How do we honor therapeutic boundaries while truly meeting clients where they are? In this thought-provoking reunion episode with Dr. Dana Weiss, we explore the delicate dance between ethical practice and therapeutic flexibility.
Dana shares a compelling case study of working with a client in a domestic violence situation who splits time between countries, illustrating the complex decisions therapists face when standard practices don't fit unique client circumstances. Rather than rigid adherence to convention, Dana demonstrates how thoughtful adaptation—increasing session frequency when the client is available, creating personalized therapeutic tools, and maintaining clear communication about boundaries—can transform treatment outcomes.
The conversation challenges the profession's sometimes inflexible approach to therapy. As Dana notes, "These theories were created in a time that no longer exists." We discuss how meaningful therapy sometimes looks nothing like textbook examples—from sessions spent in healing silence to therapeutic humor through "Snarky Coloring Pages." This isn't about abandoning ethical foundations but recognizing that human healing rarely follows predictable patterns.

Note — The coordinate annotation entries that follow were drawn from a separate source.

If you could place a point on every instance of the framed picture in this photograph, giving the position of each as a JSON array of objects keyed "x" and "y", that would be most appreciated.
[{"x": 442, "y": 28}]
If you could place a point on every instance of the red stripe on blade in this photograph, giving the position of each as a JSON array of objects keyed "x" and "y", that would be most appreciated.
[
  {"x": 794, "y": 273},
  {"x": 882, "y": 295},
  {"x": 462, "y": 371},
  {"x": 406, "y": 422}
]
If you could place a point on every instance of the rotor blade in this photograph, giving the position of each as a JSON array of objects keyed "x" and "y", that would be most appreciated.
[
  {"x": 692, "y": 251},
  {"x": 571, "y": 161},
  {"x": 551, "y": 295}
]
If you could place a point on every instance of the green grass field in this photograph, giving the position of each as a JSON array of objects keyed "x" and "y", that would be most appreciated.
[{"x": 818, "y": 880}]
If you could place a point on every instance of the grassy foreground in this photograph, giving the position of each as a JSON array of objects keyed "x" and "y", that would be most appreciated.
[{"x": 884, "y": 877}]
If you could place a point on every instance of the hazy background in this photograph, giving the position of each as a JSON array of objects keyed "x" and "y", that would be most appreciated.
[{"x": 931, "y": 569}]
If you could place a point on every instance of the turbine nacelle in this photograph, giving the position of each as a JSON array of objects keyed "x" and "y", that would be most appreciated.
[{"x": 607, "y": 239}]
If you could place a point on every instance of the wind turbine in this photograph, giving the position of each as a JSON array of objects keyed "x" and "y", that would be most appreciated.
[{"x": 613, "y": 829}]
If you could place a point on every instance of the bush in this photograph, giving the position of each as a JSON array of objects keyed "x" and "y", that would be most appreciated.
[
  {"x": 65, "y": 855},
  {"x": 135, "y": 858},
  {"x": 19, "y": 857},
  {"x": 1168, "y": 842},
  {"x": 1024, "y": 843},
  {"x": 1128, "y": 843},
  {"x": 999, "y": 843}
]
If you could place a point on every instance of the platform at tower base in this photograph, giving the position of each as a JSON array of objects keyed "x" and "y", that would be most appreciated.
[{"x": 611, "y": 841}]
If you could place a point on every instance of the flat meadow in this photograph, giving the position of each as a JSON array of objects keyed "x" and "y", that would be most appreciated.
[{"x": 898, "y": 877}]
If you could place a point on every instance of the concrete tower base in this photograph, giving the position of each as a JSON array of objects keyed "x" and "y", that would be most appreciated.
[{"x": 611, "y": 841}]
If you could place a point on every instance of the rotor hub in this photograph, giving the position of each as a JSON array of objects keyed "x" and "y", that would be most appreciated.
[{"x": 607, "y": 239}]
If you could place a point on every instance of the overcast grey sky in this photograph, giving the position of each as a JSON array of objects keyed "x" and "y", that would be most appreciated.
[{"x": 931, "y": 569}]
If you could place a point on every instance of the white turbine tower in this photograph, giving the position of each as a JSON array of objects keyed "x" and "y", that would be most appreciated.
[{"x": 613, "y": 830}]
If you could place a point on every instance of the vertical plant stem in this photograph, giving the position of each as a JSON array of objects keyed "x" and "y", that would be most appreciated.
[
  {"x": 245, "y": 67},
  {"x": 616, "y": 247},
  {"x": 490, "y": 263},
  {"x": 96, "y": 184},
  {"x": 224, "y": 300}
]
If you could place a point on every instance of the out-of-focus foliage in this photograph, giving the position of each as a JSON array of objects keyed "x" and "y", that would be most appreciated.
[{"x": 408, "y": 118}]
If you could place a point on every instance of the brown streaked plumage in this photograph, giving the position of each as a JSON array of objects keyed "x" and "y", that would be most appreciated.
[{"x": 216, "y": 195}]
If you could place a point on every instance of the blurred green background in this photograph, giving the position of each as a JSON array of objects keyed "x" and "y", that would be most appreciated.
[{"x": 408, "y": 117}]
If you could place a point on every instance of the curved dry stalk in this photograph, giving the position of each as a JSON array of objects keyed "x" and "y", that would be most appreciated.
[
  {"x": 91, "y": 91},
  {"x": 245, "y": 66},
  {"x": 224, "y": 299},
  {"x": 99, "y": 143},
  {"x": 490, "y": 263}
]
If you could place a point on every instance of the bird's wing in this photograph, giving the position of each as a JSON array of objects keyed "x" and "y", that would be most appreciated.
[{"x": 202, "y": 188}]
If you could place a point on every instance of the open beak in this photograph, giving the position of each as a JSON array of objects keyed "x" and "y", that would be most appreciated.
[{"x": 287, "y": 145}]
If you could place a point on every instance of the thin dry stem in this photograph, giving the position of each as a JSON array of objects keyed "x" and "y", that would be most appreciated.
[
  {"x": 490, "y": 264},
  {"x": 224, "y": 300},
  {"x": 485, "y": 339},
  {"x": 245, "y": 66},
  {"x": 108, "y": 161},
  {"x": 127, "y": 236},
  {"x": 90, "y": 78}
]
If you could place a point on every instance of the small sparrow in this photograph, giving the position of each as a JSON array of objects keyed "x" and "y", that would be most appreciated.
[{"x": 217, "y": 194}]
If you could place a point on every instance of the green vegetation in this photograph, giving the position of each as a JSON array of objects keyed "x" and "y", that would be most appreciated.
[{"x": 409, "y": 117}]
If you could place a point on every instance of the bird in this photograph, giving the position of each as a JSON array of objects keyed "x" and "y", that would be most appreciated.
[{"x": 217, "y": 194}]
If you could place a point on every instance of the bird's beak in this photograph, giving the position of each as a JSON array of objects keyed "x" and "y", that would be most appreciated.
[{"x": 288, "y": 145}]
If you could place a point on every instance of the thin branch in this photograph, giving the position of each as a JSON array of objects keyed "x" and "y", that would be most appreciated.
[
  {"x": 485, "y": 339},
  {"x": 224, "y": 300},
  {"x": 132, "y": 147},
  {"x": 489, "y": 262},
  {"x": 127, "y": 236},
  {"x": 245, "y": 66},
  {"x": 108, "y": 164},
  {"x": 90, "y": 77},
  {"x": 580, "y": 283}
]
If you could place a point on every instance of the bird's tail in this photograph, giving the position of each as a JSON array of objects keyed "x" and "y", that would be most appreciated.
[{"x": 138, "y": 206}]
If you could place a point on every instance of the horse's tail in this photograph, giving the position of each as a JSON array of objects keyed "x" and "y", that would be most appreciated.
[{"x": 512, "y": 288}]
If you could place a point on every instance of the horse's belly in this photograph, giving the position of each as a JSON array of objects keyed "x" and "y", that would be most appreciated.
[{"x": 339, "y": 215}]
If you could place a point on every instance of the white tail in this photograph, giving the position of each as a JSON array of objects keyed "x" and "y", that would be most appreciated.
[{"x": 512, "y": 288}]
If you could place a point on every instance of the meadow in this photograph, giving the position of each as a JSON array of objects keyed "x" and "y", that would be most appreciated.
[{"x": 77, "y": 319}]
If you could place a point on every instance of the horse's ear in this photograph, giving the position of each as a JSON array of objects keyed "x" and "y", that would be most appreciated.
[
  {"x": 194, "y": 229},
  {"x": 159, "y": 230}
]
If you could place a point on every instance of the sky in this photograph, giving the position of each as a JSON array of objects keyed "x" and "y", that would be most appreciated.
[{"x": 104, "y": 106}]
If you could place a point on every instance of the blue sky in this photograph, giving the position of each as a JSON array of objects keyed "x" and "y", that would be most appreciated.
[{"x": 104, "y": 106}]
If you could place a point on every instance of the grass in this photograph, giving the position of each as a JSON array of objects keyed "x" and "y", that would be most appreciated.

We explore practical approaches to documentation, scheduling flexibility, and navigating boundaries when clients have complex attachment needs. Throughout, Dana emphasizes the critical role of supervision and consultation as safeguards that allow therapists to work creatively while maintaining ethical practice.
Whether you're a seasoned clinician or new to the field, this episode offers permission to question rigid therapeutic structures while honoring the profession's ethical foundations. After all, as we discuss, we're "in a helping profession, helping messy people with messy lives"—and that requires both structure and adaptability.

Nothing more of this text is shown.